Most automotive repair shops will charge you around $100 for a radiator flush. The primary difference between a shop flushing your cooling system and doing it yourself is many shops use special tools that capture and circulate the coolant. They will charge you for about an hour of labor, plus the cost of coolant and any local regulatory fees for recycling waste coolant.
When you flush the cooling system in your vehicle at home, you can save lots of money. The leading radiator flush products on the market today cost between $4 and $15. More expensive products are not always better. You easily can get a good quality radiator flush for around $8.
Distilled water is usually available at grocery stores. You can figure out how much water you will need by looking at the amount of coolant you have removed. Depending on your car model, you may need anywhere from two to five gallons of 50/50 mixture.
Typically, one bottle of concentrated coolant is enough. You can also buy premixed coolant at most auto parts stores.
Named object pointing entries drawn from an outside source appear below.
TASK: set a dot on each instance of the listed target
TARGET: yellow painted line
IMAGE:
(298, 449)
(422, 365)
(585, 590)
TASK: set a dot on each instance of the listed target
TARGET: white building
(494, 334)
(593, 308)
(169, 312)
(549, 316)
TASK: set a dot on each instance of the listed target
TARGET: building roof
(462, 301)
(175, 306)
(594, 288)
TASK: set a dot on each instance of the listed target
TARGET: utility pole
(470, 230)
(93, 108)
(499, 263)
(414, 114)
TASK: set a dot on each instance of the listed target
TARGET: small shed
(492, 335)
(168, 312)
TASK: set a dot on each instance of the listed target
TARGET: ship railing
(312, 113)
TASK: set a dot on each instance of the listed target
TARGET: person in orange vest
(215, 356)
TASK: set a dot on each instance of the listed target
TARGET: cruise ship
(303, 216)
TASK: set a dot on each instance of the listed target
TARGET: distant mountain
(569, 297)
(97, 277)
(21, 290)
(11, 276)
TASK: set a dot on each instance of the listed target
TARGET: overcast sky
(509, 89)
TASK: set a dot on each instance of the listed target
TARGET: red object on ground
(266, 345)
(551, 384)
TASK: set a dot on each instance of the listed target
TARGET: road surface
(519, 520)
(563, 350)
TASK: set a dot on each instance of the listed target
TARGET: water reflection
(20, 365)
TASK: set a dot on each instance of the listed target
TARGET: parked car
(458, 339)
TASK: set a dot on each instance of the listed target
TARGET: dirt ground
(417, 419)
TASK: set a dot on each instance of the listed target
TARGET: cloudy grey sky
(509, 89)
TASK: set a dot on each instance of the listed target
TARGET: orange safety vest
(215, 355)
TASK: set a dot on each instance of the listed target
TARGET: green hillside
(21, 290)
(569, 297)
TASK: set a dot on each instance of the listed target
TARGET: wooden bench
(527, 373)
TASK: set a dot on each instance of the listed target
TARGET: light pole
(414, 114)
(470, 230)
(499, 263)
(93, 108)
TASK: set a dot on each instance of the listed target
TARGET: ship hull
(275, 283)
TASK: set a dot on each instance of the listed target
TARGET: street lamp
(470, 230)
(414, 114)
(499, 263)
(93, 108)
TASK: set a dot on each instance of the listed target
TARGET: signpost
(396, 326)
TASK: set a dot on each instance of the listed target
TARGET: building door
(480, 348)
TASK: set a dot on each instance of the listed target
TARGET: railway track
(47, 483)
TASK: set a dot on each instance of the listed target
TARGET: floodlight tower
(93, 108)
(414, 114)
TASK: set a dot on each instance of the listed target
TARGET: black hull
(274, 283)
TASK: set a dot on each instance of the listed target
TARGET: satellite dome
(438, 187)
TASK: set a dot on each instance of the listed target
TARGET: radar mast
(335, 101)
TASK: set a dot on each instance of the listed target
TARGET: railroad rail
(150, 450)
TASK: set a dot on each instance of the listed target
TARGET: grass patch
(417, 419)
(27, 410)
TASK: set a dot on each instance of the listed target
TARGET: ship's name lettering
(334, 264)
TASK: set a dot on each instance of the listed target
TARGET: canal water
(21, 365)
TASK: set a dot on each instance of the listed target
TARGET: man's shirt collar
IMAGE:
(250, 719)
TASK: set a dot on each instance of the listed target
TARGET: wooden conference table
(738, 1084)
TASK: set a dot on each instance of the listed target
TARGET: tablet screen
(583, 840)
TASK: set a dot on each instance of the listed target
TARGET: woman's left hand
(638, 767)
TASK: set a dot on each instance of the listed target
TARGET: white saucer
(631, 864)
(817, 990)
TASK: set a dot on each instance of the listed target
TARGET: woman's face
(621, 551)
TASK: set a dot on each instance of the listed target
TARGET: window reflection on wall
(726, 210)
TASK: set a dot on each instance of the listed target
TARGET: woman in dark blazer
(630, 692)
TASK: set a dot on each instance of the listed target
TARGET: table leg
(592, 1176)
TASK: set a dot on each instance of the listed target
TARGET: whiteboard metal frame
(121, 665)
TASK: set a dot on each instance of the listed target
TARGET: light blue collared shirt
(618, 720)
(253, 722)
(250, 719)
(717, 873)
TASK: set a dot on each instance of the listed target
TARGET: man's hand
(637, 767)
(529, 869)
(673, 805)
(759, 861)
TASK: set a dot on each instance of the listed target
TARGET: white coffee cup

It is more expensive, but is easier to use and takes the guessing out of flushing your cooling system. It should take you about an hour or a little more to flush your radiator at home. Maybe two if you drink a beer at the same time.
Checking your Cooling System
A yearly radiator flush is a great way to ensure that your cooling system stays in excellent shape. Many drivers like to flush their cooling system in the spring before the summer heat. This is a good opportunity to look at other parts of your cooling system that may need to be maintained too. You can inspect hoses for signs of damage, cracks or leaks, and also ensure that the thermostat and heater control valve is working correctly. If either of them is stuck open or closed, it’s a good time to replace it while you’re at it.
Flushing your radiator at home is easy and inexpensive. Doing the job yourself gives you pride in ownership of your vehicle, confidence that the job is done right, and saves you lots of money. The average driver can save at least $80 by doing a cooling system flush by himself. Flushing your radiator at least once a year is a good insurance against major problems that can make your car overheat when you are counting on it the most. Keeping your car’s cooling system is the best way to ensure it stay in good working condition for as long as possible… taking into account that you know how to flush your cooling system properly. When in doubt, don’t hesitate to take a peek into your car’s repair manual or ask a trustworthy auto mechanic for advice.
As they say, you’re always better safe than sorry!